Walder sourit. But encore une gorgée de bière. Regarda les arbres autour de lui. Enleva ses lunettes, se frotta les yeux. Remit ses lunettes :

- Mademoiselle, je n'ai pas de moustache, et je ne suis pas un fasciste. Je ne peux en aucun cas, me satisfaire d'atteindre des objectifs d'une façon criminelle. C'est tout ce que je peux vous dire. Je suis pour la justice, l'état de droit. Pas l'état qui opte pour la « solution finale » !!! Non mais ! Comment pouvez-vous pensez, ne serait-ce qu'une seule seconde une chose pareille !?

- Simple supposition honnête et logique qui s'appuie sur l'observation du comportement humain, rétorqua Alice. Personne n'est un saint. Et chacun d'entre nous est capable de pensées tout-à-fait inavouables...je le répète, c'est humain et normal, j'en suis intimement convaincue...

- Eh bien dis donc ! Vous êtes cruelle avec le genre humain !

- Réaliste, monsieur Walder. Donc, quelqu'un qui est de votre côté, votre parti, et qui serait de tendance psychopathe, pourrait être "E"...

- Oui, monsieur Walder, par la force des choses et des événements, quelqu'un de votre parti, actif ou passif, peut être "E". C'est notre première piste sérieuse tout de même, depuis jeudi dernier et l'assassinat de Jérôme Bonnetière, ajouta Hans. Mais il est évidemment essentiel que cette piste ne soit pas divulguée. Ce dont nous discutons ici à l'instant, doit rester entre nous ! J'espère que nous nous comprenons bien !
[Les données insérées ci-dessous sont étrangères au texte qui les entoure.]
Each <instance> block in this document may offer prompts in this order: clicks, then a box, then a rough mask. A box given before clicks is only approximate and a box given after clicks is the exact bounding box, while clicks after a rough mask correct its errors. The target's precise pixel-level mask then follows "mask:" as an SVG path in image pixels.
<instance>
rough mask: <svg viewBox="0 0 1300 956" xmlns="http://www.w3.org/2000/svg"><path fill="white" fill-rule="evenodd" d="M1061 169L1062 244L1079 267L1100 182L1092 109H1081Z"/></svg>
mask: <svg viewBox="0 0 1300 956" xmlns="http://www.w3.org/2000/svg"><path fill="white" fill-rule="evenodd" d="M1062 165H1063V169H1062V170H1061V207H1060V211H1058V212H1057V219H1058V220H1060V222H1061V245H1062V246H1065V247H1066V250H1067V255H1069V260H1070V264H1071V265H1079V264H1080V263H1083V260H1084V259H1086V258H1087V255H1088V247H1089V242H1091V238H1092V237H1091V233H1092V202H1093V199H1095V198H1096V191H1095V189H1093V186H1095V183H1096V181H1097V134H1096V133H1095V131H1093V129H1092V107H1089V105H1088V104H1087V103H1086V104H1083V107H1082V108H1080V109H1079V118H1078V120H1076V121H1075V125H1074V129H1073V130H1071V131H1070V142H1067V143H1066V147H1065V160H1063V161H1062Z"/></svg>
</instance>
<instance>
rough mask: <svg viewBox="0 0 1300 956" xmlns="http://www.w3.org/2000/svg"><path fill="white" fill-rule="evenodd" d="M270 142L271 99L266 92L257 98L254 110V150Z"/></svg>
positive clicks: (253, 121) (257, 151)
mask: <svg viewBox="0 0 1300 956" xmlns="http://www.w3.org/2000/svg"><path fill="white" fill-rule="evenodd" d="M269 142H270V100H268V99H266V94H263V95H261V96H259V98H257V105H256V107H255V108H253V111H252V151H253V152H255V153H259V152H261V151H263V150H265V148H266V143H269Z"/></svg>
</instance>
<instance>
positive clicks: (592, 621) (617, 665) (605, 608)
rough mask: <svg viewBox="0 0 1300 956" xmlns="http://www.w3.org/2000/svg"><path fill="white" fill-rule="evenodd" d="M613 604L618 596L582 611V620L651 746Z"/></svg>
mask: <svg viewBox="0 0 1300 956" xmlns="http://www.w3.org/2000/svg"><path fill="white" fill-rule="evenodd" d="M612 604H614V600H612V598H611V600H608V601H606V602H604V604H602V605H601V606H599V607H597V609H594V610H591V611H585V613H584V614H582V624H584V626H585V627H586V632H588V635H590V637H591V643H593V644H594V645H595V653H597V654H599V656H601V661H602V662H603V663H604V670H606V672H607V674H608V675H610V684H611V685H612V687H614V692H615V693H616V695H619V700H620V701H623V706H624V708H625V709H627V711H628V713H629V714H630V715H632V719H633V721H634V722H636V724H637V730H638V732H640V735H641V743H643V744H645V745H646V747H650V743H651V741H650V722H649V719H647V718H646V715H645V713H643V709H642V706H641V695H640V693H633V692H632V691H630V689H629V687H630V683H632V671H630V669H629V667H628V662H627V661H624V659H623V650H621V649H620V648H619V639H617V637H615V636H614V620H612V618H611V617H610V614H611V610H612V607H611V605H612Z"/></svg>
- Reçu cinq sur cinq ! monsieur Pfäfi.

Walder avait fini sa bière et posa son verre sur la table basse.


À 17h00, la Mini-Cooper quitta le domaine de Jean Walder. Celui-ci avait remis à l'inspecteur la liste des membres du GDA.

Jean Walder monta alors dans son bureau du 1er étage, ferma la porte, s'assit face à son ordinateur et commença, comme le faisait à l'instant Hans à la place du mort de la Mini-Cooper, à consulter la liste des membres de son parti.